So, what is it?  ChatGPT has been described by NYT Kevin Roose as “the best AI Chatbot ever released to the general public.”  It won The Atlantic’s breakthrough of the year for 2022, in which The Alantic’s Derek Thompson describes ChatGPT as part of “the generative-AI eruption” that “may change our mind about how we work, how we think, and what human creativity really is”.

Essentially ChatGPT is a response machine.  You ask a question, make a request, look for information, and it gives you a response.  I asked it to describe GPT, and here is the response that I got.

Generative Pre-trained Transformer, or GPT, is a type of language model developed by OpenAI. It is a machine learning model that has been trained on a large dataset of text, and it can be used to generate coherent and coherently written text. The GPT model is pre-trained, which means that it has already been trained on a large dataset and can be fine-tuned for specific tasks, such as language translation or text summarization. The GPT model uses a transformer architecture, which is a type of neural network that is particularly well-suited for processing sequential data such as natural language text. GPT has been very successful and has achieved state-of-the-art results on a number of natural language processing tasks.

You can ask it how to start an LLC, or write a play, a movie script, a poem, a novel, it can compose a cover letter addressed to a specific college or job, it can help you learn a language, or write code.  You can ask for a climbing training regimen, or the best spots to rock climb on your next road trip.  You can ask it to write a newspaper article, or a dialogue in the tone of Plato.  Perhaps you want an idea for a potato chip commercial in the style of Hunter S. Thompson.  It can draw up terms of a land contract that favor the tenet or the landlord.  It can write an apology note, it can write a love letter.  It can write a blogpost; it can give you a new recipe based on your dietary goals and restrictions.  It can give you information on anything you could imagine, and it can do it all in iambic pentameter if that’s what you’re into. It can give you guidance on how to build a stock portfolio, or which car to buy for a family of four that likes to hike and has three large dogs.  It can create a five-minute stand-up comedy routine based solely on rock-climbing.  It can do all of this in a matter of seconds.

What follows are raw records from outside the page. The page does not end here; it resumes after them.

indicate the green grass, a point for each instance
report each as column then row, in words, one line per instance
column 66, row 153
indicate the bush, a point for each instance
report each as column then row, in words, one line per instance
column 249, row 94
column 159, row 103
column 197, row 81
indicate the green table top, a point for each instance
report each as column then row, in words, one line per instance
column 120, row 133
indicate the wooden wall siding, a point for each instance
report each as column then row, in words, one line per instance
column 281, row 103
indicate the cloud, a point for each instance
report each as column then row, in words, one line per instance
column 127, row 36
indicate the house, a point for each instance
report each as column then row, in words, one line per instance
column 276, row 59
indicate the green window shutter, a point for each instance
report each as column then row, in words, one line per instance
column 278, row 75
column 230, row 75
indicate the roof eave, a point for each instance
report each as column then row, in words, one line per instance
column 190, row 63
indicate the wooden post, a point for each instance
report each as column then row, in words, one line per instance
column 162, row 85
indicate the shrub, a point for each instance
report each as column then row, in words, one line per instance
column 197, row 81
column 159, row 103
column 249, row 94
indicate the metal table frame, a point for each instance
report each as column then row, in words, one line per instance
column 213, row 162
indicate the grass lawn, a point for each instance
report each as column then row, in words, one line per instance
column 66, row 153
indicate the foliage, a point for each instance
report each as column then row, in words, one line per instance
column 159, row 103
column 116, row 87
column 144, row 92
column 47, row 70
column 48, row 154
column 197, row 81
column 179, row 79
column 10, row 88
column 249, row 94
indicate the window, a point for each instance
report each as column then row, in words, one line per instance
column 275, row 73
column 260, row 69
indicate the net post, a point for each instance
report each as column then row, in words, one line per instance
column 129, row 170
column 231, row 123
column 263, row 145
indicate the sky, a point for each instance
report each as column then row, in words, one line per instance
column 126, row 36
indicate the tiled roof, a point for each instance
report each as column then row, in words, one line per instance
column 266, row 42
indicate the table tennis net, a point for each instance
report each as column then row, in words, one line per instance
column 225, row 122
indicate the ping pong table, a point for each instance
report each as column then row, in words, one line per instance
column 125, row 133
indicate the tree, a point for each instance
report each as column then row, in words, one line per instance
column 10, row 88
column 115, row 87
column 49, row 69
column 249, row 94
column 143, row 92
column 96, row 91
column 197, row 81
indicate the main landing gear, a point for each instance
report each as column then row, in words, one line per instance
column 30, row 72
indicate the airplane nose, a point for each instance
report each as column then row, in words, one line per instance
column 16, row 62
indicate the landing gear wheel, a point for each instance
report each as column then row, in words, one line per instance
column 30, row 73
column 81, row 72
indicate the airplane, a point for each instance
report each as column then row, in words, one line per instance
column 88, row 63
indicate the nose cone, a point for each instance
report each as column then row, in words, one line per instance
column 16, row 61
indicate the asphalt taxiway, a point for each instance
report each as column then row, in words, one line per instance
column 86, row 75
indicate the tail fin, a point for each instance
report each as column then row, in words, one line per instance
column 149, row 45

There are some obvious positives involved here.  I just found three great cars that fit my lifestyle, read a terrible joke that included the punchline “that is why I hate rock climbers” and got a recipe for roasted chickpeas in a matter of seconds.  I asked for a dialogue about basketball between Emerson and Nietzsche, the result wasn’t terrible.  

This program is in the beta stage, and I would guess within a year or two the ability to compose works such as dialogues written in the style of Plato and Bukowski will be almost indistinguishable from Plato and Bukowski’s actual style, and tone.

There are some obvious negatives as well.  Effects on academia are impossible to predict, but I gave ChatGPT one of the writing assignments I normally give to my Intro to Philosophy students, and the result would have scored an “A”.  Daniel Herman of The Atlantic deemed ChatGPT “the end of High School English”.  At the very least new methods of identifying plagiarism will have to be considered, and new ways of evaluating student work will have to be introduced.  The ability to compose malware has become democratized.  The capability to discriminate between better and worse writers through evaluating cover letters and applications will be nearly impossible.  The list goes on and on, and surely educators and recruiters will have to adapt should they have the opportunity.

The AI sphere isn’t limited to chatbots of course.  There are AI generators that can produce a video “person” who can speak as naturally as you or I when given a script.  I can’t help but to imagine how this will change the world of on-line education.  Imagine that a generated speaker who appeals perfectly to human students is given a script generated from ChatGPT based on nearly any topic we could imagine.  That generated person can then appeal to and teach the student audience in a fashion that in many cases could be better than an actual human instructor.  Questions could be asked and answered through ChatGPT 5.0 (just a theoretical version I am using for the example) which operates on audio cues. 

A quick ChatGPT cost analysis of brick-and-mortar institutions of higher education vs. AI education along with a declining approval of liberal arts, an emphasis on tighter budgets mixed with political greed and strong lobbyists suggests that winds of change are blowing harder than ever.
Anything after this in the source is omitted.